Kadın siyasetçileri de eleştiren Shabou, kadın haklarını gözeten bir tutum sergilemediklerine işaret ederek, sözlerine şöyle devam etti: “Kadınların mücadeleyle elde etmiş olduğu haklardan taviz verilmemeli. Biz kadın haklarını kısıtlayan tüm yasalara karşı olacağız. Lübnan’da doğan ve 18 yaşından küçük çocuklara vatandaşlık verilmeli. Bunların babalarının uyruğu, mezhebi sorgulanmadan bu hak verilmeli. Aksi durum tam eşitliğe zarar verecek, ayrımcılığı arttıracak ve bu yaklaşım mezhepçi yaklaşımları da pekiştirecektir.

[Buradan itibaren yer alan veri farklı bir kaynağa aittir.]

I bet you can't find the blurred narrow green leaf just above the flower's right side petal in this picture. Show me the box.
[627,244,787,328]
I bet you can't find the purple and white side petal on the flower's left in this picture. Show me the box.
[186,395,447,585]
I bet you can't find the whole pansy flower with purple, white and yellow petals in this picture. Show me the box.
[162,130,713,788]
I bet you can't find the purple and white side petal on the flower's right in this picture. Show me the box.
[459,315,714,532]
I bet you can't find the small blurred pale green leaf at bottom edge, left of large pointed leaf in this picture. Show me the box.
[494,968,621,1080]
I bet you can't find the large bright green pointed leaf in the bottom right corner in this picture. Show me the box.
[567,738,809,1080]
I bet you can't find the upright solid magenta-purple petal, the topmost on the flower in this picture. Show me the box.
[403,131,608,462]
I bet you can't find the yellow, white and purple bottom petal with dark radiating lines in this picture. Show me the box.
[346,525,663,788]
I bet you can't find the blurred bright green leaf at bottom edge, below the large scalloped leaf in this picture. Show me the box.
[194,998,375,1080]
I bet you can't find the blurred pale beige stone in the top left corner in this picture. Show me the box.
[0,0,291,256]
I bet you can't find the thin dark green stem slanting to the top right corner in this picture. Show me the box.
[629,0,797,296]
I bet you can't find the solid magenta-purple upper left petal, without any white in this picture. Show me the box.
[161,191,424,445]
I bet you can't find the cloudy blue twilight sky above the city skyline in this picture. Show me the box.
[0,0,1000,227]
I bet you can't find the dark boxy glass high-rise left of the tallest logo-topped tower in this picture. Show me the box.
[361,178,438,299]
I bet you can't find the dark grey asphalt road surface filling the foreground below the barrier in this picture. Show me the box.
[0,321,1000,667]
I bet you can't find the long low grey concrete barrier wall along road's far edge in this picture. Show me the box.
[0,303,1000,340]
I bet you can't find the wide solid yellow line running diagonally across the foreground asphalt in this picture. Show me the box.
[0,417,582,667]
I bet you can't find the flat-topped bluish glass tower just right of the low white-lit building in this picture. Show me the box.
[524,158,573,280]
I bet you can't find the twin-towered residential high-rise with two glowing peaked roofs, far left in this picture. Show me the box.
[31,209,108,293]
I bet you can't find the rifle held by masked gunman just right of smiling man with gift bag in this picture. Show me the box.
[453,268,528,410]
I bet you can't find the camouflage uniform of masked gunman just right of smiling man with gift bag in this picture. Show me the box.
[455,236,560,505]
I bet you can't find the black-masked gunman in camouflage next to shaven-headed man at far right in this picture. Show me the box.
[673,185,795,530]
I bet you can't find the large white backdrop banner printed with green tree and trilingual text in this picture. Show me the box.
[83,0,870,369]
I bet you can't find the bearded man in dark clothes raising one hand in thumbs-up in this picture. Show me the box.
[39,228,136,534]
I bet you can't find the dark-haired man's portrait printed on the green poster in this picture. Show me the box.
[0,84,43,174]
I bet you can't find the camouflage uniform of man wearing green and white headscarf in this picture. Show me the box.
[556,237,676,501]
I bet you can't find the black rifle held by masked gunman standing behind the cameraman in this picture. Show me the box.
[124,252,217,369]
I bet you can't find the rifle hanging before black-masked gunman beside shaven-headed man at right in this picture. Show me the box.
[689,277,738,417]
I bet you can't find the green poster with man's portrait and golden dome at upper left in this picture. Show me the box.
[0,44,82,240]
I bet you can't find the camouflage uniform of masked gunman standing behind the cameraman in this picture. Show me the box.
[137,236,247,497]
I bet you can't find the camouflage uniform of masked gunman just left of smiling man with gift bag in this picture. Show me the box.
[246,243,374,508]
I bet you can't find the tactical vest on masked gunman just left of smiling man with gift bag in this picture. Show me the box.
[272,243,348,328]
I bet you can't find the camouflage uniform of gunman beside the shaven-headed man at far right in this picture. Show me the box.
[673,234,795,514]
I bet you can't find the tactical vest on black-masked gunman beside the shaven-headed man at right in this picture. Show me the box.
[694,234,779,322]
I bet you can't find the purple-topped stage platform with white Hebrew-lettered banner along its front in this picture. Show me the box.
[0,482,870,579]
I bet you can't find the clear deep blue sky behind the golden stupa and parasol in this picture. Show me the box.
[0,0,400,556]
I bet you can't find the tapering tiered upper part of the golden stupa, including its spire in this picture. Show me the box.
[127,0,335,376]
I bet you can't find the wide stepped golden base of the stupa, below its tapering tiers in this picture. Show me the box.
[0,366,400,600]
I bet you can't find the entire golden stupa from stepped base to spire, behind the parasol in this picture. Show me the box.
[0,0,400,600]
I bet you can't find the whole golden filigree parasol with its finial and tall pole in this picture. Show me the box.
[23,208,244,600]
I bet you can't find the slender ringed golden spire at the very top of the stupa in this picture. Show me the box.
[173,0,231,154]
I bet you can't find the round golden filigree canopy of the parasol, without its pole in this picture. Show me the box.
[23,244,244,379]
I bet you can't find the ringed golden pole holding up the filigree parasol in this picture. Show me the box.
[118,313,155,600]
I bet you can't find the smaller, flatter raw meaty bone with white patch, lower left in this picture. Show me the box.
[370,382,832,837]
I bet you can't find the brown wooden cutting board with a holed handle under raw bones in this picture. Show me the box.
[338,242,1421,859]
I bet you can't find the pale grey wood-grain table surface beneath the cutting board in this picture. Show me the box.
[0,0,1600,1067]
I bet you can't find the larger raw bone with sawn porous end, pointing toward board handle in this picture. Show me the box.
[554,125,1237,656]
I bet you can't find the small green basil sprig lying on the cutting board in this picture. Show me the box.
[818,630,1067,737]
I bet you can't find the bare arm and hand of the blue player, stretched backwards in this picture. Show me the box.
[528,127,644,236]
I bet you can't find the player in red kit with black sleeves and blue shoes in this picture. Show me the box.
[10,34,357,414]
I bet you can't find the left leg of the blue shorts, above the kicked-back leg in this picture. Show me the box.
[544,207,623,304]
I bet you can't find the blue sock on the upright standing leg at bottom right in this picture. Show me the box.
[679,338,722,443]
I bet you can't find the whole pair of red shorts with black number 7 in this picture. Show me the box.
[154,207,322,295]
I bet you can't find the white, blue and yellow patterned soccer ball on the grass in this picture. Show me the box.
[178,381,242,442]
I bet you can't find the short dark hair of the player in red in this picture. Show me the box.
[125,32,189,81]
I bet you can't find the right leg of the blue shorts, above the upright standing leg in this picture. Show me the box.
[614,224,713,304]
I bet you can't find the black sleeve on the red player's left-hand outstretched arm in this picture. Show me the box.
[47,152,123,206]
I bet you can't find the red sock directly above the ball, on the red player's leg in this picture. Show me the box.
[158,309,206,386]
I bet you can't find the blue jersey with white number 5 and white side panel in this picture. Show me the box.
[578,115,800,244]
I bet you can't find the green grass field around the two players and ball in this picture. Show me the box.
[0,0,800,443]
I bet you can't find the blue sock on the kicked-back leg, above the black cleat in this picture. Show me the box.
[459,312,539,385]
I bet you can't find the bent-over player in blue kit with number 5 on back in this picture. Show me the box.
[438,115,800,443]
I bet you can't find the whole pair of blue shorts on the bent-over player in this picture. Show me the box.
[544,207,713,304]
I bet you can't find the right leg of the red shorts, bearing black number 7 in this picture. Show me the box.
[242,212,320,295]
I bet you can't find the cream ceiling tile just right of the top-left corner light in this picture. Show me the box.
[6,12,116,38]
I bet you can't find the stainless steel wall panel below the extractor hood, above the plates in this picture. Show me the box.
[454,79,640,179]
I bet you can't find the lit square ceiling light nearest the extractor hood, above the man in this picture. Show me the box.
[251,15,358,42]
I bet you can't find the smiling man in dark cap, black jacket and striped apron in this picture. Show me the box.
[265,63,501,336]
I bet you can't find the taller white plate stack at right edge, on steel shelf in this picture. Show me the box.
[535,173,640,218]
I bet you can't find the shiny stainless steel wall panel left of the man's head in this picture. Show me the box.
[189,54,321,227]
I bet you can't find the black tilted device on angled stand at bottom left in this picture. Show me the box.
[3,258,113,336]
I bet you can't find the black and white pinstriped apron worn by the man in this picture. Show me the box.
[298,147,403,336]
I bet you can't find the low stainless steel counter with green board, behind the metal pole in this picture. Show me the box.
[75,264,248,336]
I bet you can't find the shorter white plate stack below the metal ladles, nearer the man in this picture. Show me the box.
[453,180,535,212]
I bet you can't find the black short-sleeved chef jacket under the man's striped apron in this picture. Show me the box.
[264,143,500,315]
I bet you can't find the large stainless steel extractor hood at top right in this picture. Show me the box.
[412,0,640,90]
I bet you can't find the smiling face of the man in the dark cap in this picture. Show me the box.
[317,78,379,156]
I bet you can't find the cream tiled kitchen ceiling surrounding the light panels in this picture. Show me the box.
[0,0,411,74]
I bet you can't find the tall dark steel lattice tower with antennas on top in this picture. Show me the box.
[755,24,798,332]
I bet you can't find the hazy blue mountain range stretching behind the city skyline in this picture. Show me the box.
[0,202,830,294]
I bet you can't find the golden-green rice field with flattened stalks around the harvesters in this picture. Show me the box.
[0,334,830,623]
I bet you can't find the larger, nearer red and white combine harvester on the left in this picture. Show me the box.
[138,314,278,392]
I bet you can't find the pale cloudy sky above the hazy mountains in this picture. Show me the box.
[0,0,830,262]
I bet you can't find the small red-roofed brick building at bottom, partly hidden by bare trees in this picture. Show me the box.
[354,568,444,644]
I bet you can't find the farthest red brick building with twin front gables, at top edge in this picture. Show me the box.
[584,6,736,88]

Siyasi otoritelerin yaklaşımlarına kendimizi mahkum etmeyeceğiz. Kadınlar ve erkekler arasında ayrımcılıkların tam olarak kalktığı bir düzen kurulmadan mücadelemizi sürdüreceğiz. Kadınlar da erkekler gibi vatandaşlık konusunda eşit haklara sahip olmalı.”
Shabou, "Vatandaşlığım benim ve ailem için bir haktır" kampanyası kapsamında “Covid 1925” adlı bir belgesel film çalışması başlatıklarının da bilgisini vererek, belgesel filmin konusunun ise kadınlara yönelik ayrımcı politikalar olduğunu kaydetti.